Saturday, February 19, 2011

Presumptuous

This past week was my 27th wedding anniversary, and my husband gave me a list of 27 items that he loves about me. Listed as reason number ten is “You admittedly love Jeff Probst but for some reason you won’t leave me for him”. I think that he might be giving me just a little bit too much credit. Jeff has not nor will he ever ask me to be his girl, and that is a good thing because I am not sure that I could resist those dimples.

Yesterday I went to my parents’ house to pay them a visit. Congesting their street were two very large tree cutting service trucks and just in front of the trucks was an orange sign that read “Men Working Ahead”. For two hours I watched those men work at shooting hoops on the neighbor’s basketball standard but not once did they cut, trim, or even attempt to look at a tree. I guess the sign should have been a little more specific as to what type of work these men should have been doing.

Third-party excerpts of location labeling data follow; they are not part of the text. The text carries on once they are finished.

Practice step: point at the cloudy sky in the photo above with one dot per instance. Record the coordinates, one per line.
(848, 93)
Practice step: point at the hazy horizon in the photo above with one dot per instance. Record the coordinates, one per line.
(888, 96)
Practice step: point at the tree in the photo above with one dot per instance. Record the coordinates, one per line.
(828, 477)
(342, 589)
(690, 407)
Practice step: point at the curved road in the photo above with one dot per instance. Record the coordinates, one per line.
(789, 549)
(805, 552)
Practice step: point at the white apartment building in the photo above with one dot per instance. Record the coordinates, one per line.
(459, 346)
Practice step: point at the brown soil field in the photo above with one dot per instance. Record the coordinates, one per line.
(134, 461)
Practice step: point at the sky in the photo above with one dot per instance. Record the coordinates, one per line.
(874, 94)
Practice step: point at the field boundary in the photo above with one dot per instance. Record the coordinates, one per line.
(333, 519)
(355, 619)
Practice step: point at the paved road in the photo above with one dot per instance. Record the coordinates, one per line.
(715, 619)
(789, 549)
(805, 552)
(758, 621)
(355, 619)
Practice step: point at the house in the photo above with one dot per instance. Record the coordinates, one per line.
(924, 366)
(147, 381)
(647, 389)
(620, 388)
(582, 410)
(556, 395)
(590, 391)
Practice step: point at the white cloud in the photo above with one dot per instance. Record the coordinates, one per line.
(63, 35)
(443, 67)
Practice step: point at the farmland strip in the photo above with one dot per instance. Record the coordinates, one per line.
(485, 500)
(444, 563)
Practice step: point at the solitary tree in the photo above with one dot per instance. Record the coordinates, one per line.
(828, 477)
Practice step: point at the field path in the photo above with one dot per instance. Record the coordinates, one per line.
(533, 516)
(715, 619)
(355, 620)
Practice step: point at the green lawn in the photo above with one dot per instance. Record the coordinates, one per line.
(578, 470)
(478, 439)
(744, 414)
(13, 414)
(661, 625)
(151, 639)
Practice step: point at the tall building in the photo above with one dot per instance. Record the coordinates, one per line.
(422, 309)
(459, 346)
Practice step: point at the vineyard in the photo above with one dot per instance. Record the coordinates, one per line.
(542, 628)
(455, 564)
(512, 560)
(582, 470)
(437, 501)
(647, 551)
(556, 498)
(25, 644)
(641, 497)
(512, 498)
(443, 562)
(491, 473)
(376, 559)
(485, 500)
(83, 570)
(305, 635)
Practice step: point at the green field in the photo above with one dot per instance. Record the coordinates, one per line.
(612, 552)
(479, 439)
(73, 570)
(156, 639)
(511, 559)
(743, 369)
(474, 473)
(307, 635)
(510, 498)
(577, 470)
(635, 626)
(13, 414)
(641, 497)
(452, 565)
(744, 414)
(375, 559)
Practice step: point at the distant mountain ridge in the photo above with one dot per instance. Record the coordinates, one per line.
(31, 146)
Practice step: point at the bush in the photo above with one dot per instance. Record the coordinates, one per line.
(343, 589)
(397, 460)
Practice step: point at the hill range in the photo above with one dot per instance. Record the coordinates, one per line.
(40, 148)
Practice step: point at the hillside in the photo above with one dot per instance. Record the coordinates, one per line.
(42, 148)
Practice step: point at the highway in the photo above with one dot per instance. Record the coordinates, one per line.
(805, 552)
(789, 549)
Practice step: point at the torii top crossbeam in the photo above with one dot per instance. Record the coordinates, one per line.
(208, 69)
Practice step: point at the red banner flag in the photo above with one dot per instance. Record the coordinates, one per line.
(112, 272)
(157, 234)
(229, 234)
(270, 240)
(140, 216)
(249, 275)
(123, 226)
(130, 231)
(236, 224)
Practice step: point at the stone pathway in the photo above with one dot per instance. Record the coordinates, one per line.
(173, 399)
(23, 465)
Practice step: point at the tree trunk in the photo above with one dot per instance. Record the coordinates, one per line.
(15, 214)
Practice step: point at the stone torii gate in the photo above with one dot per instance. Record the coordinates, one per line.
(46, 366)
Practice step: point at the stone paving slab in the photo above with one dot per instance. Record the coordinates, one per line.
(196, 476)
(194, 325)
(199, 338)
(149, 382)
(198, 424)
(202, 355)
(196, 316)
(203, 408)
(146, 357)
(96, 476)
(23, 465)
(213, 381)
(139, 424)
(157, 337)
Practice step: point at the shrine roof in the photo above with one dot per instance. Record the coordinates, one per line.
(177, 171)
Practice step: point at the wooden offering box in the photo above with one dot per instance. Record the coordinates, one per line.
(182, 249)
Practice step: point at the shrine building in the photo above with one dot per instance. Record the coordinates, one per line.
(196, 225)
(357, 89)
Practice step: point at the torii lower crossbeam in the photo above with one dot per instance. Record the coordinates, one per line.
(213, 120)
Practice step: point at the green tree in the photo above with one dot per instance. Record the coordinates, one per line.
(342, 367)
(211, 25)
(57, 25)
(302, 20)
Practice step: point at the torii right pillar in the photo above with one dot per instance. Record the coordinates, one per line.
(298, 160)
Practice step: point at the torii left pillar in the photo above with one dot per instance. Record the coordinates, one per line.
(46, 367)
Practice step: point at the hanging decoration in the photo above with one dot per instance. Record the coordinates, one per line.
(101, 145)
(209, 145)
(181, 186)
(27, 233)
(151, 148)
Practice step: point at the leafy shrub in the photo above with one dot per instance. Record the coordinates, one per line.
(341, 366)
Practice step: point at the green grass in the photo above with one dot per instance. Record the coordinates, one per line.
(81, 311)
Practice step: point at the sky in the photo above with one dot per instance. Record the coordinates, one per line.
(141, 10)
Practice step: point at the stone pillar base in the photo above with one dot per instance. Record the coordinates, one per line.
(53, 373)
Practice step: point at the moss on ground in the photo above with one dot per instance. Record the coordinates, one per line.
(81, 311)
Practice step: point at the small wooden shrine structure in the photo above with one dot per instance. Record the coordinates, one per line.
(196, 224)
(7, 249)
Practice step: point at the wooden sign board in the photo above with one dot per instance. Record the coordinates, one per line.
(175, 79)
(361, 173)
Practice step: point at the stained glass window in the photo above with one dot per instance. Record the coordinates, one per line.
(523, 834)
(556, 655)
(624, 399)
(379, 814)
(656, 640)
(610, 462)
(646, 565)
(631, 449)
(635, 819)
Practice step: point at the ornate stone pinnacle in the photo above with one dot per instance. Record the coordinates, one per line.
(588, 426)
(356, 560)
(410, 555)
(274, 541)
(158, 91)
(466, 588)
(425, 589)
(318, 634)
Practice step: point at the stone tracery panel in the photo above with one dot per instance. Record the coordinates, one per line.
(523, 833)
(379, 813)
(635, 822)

And that orange “Your Tax Dollars at Work” sign seems to suppose that I want or even need the particular sidewalk or street “improvements” in my area. Pay down the national debt, give a police officer a raise, or improve education would be a great way to put MY hard earned tax dollars to work.

I am presuming by the appalled look and the “no comment” comment at the end of the report that the Nightline anchor was totally disgusted by the report, and I guess I would have been shocked if she wasn’t. I am so tired of people being rewarded for bad behavior. The tattoo painting who broke up Sandra Bullock’s marriage is now reporting that she makes a lot more money after the scandal than she did before. Apparently being a hoochie mama is a lucrative business that gets you an agent, personal appearances, and your own reality show. If that is what it takes to become rich and famous these days, I will be happy to die an unknown self-respected content middle class woman.